15th March, 2019
What the survey is about
The Nigeria HIV/AIDS indicator and Impact-Assessment Survey (NAIIS) was conducted in order to measure the size, distribution and determinants of the country’s HIV/AIDS epidemic as well as impact of current interventions in Nigeria.
The survey measured the HIV prevalence rate (defined as the proportion of persons who tested positive for HIV)stratified on the basis of age, sex and geographic location. Data was also collected on knowledge and awareness of HIV prevention, risk behaviors predisposing to HIV infection as well as levels of stigma and discrimination in the society.
In order to measure the impact of current interventions, the survey measured the uptake of HIV testing, care and treatment services and viral suppression (the reduction or absence of HIV in the bloodstream) among HIV positive persons on treatment.
The survey was coordinated by the National Agency for the Control of AIDS and the Federal Ministry of Health with financial support from the United States Government and the Global Fund
How survey participants were selected
The NAIIS is a population-based household survey, with blood samples obtained from all local government areas in the country, such that every person residing in Nigeria had an equal chance of being selected for the survey. Approximately 225,000 persons were enrolled nationwide from 97,250 households over a 22-week period ending 22 December 2018.
Fieldwork and laboratory testing
Data collection was done by more than 3,000 field staff from household members ages 0-64 years old. Participants were asked about knowledge of HIV/AIDS, their behaviors, risks that may predispose them to HIV, health seeking behavior, and stigma and discrimination against people living with HIV/AIDS. Confidential HIV counseling and testing services were provided and blood samples tested for HIV, Hepatitis B, Hepatitis C and other bio markers. All participants that were found to be HIV positive were linked to a health facility to help them access HIV services. HIV confirmation tests were done,and viral load measured to determine the degree of viral suppression among those taking HIV medications. Viral load suppression was defined as having less than 1,000 HIV RNA copies per ml of plasma. Viral load suppression is an important marker of transmission as those with undetectable virus in their bloodstream will not transmit the virus.
• The national HIV prevalence among adults age 15-49 years was 1.4%. This means that for every 1000 persons in Nigeria aged 15-49 years, 14 will be carrying the virus.
• The national HIV prevalence for those aged 15-64 years was 1.5% (1.9% among females and 1.1% among males).
• The prevalence was highest among females age 35-39 years at 3.3%, and among males age 50-54 years at 2.3%.

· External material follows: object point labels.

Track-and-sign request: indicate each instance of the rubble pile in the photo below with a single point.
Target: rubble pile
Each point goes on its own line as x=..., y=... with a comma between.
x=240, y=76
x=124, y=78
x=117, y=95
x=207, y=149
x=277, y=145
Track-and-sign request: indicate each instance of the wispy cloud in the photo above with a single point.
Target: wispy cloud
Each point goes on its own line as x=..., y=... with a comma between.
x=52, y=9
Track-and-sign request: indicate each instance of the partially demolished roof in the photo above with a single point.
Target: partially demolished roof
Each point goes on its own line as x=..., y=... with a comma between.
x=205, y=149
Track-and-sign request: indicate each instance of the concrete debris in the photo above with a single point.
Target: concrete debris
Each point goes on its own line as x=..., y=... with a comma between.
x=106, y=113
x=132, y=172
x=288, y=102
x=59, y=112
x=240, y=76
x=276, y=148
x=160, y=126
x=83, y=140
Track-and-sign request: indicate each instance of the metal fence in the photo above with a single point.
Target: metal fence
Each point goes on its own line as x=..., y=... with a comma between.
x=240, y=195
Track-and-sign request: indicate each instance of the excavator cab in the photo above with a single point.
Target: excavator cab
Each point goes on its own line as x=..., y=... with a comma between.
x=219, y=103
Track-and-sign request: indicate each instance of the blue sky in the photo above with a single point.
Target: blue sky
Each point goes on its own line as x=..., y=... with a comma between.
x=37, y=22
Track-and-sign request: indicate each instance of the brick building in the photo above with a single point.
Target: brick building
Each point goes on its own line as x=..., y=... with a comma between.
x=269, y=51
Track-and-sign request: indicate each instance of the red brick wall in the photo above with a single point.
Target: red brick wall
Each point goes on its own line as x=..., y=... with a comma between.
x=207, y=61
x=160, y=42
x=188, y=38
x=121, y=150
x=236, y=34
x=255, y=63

• HIV prevalence estimates varied across Nigeria, with the highest prevalence in the South-South Zone and the lowest prevalence in the North West Zone.
• Almost half of all people living with HIV in Nigeria achieved viral suppression.
• Although almost 4 out of 5 women attended at least 1 ANC visit during their most recent pregnancy, only 2 out of 5 self-reported knowing their HIV status.
• The prevalence of viral load suppression among people living with HIV was highest among males age 55-64 years at 55.0% and among females age 45-54 years at 54.3%.
• Viral suppression was highest in the North Central Zone (65.6%) and the lowest in the South-SouthZone (33.7%).
Interpretation and Next Steps
1. Nigeria has completed a National AIDS and Impact Indicator Survey that provides high-quality data on HIV prevalence, incidence and other HIV-related health indices.
2. The data from the survey enhances our knowledge and understanding of the main drivers of the HIV epidemic in Nigeria and will help the National Agency for the Control of AIDS (NACA) and partners invest more effectively in response to HIV to further reduce deaths and improve treatment and prevention.
3.Nigeria is Africa’s most populous nation and the high burden of HIV makes it a national priority, with global implications. With close to 2 million persons infected with HIV, Nigeria continues to rank among the top three countries with the highest burden of HIV in the world.
4.About 4 out of every 10 Nigerians with HIV do not know their status and are therefore not accessing treatment services
5.Some states have a significantly lower HIV prevalence than previously estimated. High-quality data will facilitate more concentrated efforts and specialized responses to HIV and will allow funding to be more effective.
6.Nigeria will focus efforts on ensuring those infected with HIV achieve viral suppression, minimizing the risk for HIV transmission and moving Nigeria closer to controlling the HIV epidemic.
7.There is a strong need for a renewed commitment by Federal and State Governments for ownership and sustainability of current efforts.
8.Sustained commitment of international donor agencies is essential to enable Nigeria push through the last mile.